A pessoa jurídica centralizadora de toda a atividade ilegal era a empresa Finbank, beneficiária principal dos recursos públicos obtidos de forma fraudulenta junto às prefeituras, coordenada por Pereira e pela esposa dele, Marta Aparecida de Jesus Pereira. As investigações revelaram que o grupo empresarial liderado por Pereira procurava os prefeitos e lhes oferecia um portfólio de serviços relacionados à compensação de créditos tributários. 
 

Os serviços oferecidos consistiam no levantamento de eventuais pagamentos indevidos efetuados ao Instituto Nacional do Seguro Social (INSS) a título de contribuição patronal, na propositura de ações judiciais para reconhecimento e compensação de tais créditos e na elaboração de cálculos para sua compensação administrativa perante a Receita Federal. 
 
Em contraprestação ao suposto 'serviço jurídico' prestado, era estabelecido o pagamento de valores determinados, normalmente correspondentes a 20% sobre os benefícios auferidos mensalmente pelos municípios, calculados sobre o montante da redução tributária.

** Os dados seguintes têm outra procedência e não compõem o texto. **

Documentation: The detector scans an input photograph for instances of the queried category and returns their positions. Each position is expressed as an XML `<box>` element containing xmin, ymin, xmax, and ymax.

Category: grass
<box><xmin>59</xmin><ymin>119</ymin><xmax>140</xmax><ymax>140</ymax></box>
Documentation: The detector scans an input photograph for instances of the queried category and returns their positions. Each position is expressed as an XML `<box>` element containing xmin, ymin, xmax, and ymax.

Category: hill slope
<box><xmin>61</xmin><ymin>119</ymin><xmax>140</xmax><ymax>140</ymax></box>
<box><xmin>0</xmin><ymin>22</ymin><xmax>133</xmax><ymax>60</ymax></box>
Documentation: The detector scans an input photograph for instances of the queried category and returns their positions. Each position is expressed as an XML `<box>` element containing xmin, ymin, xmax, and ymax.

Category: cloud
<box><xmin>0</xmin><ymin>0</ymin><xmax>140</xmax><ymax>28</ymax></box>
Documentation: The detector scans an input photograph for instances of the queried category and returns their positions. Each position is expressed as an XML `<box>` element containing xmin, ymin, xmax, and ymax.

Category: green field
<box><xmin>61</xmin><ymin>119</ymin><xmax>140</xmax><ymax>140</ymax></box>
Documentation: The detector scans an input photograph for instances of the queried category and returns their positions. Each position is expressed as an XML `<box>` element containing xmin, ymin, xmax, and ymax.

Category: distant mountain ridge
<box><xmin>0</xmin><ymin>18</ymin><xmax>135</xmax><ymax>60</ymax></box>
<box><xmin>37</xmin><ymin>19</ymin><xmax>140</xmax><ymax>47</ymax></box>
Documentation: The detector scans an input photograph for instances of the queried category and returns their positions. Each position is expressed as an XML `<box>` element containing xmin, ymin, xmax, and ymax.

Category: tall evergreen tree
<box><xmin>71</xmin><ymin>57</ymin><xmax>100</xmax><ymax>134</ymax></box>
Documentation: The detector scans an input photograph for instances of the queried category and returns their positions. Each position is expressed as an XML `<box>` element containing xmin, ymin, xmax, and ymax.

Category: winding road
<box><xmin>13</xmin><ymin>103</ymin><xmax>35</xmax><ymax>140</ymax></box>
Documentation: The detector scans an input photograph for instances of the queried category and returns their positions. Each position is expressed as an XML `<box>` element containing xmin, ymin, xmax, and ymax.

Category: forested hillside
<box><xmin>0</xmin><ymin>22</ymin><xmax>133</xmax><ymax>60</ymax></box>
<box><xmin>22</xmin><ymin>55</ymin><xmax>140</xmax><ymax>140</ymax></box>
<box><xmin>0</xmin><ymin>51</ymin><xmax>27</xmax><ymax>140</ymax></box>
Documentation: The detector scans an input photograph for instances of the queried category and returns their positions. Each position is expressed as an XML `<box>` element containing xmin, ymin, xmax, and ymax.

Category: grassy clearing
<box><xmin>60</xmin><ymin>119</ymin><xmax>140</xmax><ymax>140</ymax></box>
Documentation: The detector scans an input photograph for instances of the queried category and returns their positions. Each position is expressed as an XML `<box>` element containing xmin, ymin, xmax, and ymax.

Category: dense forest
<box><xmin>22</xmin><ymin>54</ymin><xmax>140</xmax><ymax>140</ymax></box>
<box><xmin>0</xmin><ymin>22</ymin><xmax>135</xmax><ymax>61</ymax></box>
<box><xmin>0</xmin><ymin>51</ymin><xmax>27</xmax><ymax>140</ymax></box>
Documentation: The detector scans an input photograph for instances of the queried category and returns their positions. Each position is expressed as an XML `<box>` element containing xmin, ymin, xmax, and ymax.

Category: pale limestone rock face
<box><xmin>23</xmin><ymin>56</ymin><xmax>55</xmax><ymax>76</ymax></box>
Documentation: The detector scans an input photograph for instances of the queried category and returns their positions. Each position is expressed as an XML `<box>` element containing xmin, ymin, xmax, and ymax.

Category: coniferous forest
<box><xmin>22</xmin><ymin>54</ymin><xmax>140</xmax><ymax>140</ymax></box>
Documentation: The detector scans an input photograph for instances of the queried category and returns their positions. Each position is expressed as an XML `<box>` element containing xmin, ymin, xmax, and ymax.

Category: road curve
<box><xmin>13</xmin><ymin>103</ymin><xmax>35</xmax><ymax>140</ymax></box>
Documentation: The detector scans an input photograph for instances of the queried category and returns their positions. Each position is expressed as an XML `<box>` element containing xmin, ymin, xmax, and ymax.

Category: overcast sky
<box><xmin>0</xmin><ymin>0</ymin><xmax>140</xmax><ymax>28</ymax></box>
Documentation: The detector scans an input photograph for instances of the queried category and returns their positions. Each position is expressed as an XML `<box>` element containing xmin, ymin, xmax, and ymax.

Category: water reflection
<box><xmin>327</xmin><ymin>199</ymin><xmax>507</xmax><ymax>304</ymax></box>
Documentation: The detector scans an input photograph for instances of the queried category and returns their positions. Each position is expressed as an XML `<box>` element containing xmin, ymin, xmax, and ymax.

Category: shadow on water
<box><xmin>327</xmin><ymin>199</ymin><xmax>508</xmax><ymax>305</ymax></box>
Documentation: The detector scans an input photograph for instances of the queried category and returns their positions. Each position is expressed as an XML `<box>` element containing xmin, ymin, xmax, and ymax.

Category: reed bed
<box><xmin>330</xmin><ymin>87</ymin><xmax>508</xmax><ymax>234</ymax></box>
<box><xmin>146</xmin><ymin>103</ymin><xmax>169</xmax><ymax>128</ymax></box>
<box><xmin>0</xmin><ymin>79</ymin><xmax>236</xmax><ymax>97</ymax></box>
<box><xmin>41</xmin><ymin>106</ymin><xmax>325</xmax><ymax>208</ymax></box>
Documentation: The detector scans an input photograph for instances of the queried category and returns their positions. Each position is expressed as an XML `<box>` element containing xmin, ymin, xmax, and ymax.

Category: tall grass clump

A remuneração do contratado não era condicionada ao sucesso da compensação processada administrativamente. 
 
Para os prefeitos, a contratação, a despeito de absolutamente temerária, representava uma vantagem imediata, a saber, a desoneração de parte da receita do município. Aos mandatários, interessava a imediata elevação da disponibilidade financeira do município, independentemente de futura e eventual autuação da Receita Federal e, consequentemente, multa administrativa, cuja responsabilidade, ao tempo da cobrança, certamente não recairia sobre a gestão dos chefes do Executivo. Autorizavam, assim, a contratação dos serviços oferecidos pelo grupo empresarial Finbank, cientes da ilegalidade e dos riscos envolvidos. 
 
Já para o contratado, o risco era nenhum, porquanto mantinha os honorários independentemente da homologação da compensação pela Receita Federal. Inicialmente os contratos foram com a Finbank, mas logo houve atuação do Tribunal de Contas do Estado, que emitiu comunicado de ilegalidades das contratações. Percebendo a necessidade de despersonalizar a atuação da sua empresa junto às prefeituras, Pereira convenceu o advogado Alécio Castellucci Figueiredo a utilizar sua firma de advocacia, a empresa Castellucci e Figueiredo Advogados Associados para dar continuidade às fraudulentas atividades de compensação tributária desenvolvidas pelo grupo. 
 
A Castellucci foi utilizada como empresa de fachada, prestando-se a utilizar suas contas bancárias como passagem de valores, especialmente para as empresas do grupo Finbank, e a servir como pessoa jurídica (PJ) prestadora de serviços jurídicos, quando na verdade apenas camuflava o recebimento e movimentação de dinheiro de origem ilícita. De acordo com a ação, sua utilização, como instrumento de prestação de serviços indubitavelmente espúrios, a torna mecanismo de simulação de empresa, exatamente para dissimular a origem de valores ilícitos. 
 
Na ação proposta em 2017, a promotora de Justiça Camila Moura e Silva indicou que o total pago à Castellucci pela execução dos serviços contratados pela Prefeitura de Carapicuíba foi de R$ 19.774.152,21 e a contratação não se enquadrava nas hipóteses legais de inexigibilidade de licitação. 
 
A assessoria jurídica 'especializada' contratada, ao invés de trazer benefícios e economia ao município, trouxe prejuízo, em quantia que, à época, ainda seria apurada, representada pelos valores que deixaram de ser recolhidos à Receita Federal indevidamente, acrescidos de juros e multa, e somados ainda aos valores pagos desnecessariamente e ilegalmente ao escritório de advocacia.